Muszę wierzyć, że niewiedza doprowadzi do prawdziwej pracy, jak mówi Wendell Berry. Nie zamierzam siedzieć spokojnie. Ale może niewiedza i zamieszanie pozwolą nam wreszcie dojść do prawdziwego początku. Jeśli zapytasz mnie, co będzie dalej, może będę odważny jak moja mama. Może ścieżka lepiej się odsłoni, jeśli odłożę swoje historie i pozwolę sobie na zastanowienie.

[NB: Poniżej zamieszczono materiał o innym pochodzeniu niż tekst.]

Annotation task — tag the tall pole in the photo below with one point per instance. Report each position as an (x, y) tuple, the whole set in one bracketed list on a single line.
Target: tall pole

Artykuł pierwotnie pojawił się na TAK! Magazyn

O autorze

Colin Beavan napisał ten artykuł na TAK! Czasopismo. Colin pomaga ludziom i organizacjom żyć i działać w sposób, który ma znaczący wpływ na świat. Jego najnowsza książka to „How To Be Alive” i bloguje na ColinBeavan.com. Oprócz TAK! Magazyn, jego artykuły pojawiły się w Esquire, Atlantycki, i New York Times. Mieszka na Brooklynie w Nowym Jorku.

Powiązane książki

at

złamać

Dzięki za odwiedziny InnerSelf.com, gdzie są 20,000 + zmieniające życie artykuły promujące „Nowe postawy i nowe możliwości”. Wszystkie artykuły są tłumaczone na 30+ języków. Zapisz się! do wydawanego co tydzień magazynu InnerSelf i Daily Inspiration Marie T Russell. Magazyn InnerSelf ukazuje się od 1985 r.